I have one ds, and dp has 3 dc. We've been together 2 years.

This Xmas, dp's parents spent equal amounts on all 4 dc. They did not make my ds feel left out in in any way, despite him not being their biological grandchild.

You cannot punish children for the way their family is set up, it isn't their fault. I bet your dp's dd felt left out and alienated from her siblings, poor girl.

All children should be treated equally!

Shutthatdoor · 29/12/2015 11:15

All children should be treated equally

So does your ds father parents buy your partners children presents if all should be treated equally.

LookingForwardto2016 · 29/12/2015 11:29

I bet your dp's dd felt left out and alienated from her siblings

Not really.

OP posts:
SpecialistSnowflake · 29/12/2015 15:35

I'm part of a blended family, and tbh I do give the non-blood 'see them once in a blue moon' dc's less than I do my blood relatives.

My blood relatives get spoiled a bit, because I love them and I know what they like, while the other kids get token presents, but those kids will get spoiled by their own blood relatives (and in some cases their parents won't even bother with token presents for my side!)

catkind · 29/12/2015 16:43

Quiet bravo to OP for keeping things in proportion, listening to responses and thinking about them. Most OPs have flounced or at least ranted back by this point.

I don't agree with your conclusions. Personally I thought you'd handled it quite well in the first place. Deliberately avoiding DSD and your DM getting together at Christmas is not the way to improve their relationship or make her feel part of the family. I'd go the other way if anything, try to do family visits when she's around more not less, if DSD is up for that. Understandable if what she really wants is some alone time with her dad though. She's probably not actually in the market for a new grandparent after all.

LookingForwardto2016 · 29/12/2015 17:24

Are grandparents not allowed to do anything for their grandchildren without also considering their step grandchildren, who have their own set of grandparents?

Things such as buying their first pair of shoes, their first bike, offering to pay for a big school trip, opening savings accounts for them, paying for them to do a hobby, taking them on holiday, etc etc... It isn't fair to expect them to do these things for their step grandchildren as well.

OP posts:
LookingForwardto2016 · 29/12/2015 17:33

cat I actually think we handled it well in the first place too.

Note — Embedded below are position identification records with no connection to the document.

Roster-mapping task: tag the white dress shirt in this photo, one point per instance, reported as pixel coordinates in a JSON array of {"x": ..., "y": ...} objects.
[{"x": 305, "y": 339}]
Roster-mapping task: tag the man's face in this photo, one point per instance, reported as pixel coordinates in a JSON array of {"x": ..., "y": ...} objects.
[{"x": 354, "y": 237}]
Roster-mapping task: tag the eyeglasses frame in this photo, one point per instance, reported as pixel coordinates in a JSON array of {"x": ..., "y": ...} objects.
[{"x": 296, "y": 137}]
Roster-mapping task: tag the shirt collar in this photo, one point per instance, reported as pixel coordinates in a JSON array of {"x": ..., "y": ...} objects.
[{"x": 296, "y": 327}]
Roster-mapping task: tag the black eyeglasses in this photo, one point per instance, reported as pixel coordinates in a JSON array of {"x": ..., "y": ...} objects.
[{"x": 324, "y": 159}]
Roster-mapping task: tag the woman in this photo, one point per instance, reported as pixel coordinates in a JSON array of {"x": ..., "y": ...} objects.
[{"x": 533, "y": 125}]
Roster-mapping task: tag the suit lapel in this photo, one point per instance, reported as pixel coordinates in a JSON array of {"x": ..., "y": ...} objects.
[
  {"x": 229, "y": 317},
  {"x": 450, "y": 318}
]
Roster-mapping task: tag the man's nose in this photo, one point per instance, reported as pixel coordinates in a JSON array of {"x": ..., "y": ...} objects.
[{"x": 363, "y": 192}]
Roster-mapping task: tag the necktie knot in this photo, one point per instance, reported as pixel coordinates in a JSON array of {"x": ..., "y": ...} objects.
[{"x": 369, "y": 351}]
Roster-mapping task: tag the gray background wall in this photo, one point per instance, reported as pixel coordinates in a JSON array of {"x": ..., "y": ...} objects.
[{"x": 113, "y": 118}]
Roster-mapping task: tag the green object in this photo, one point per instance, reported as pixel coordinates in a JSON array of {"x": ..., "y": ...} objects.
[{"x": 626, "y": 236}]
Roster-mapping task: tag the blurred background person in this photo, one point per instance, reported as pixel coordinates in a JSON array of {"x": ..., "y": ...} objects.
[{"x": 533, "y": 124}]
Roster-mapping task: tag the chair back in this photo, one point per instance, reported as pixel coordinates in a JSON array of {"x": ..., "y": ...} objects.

This thread has made me see that.

OP posts:
mygrandchildrenrock · 29/12/2015 18:18

I don't agree with you at all LookingForward, as I said pages back, as a SGP I don't think it's okay to spend more on my biological GC than my SGC. I had to fight hard not to do so but if I couldn't have helped finance a school trip for all of them, I couldn't have done it for one of them. I took them all on holiday several times, in the UK because that was affordable for all 4 of them.
However you wrap it up, I could never justify treating one child differently to the others, regardless of how many other GPs they might have.

Nottodaythankyouorever · 29/12/2015 18:33

This thread is quite frankly strange. Maybe it's an MN thing but I know of no families in RL that SGP that SGC exactly the same as own GC and nor are they expected to.

My DC will soon have a SM and I certainly don't expect her parents to.

I certainly wouldn't expect my parents to buy my exs new baby with her presents nor her children.

Nottodaythankyouorever · 29/12/2015 18:34

*sorry for typos but you get the idea.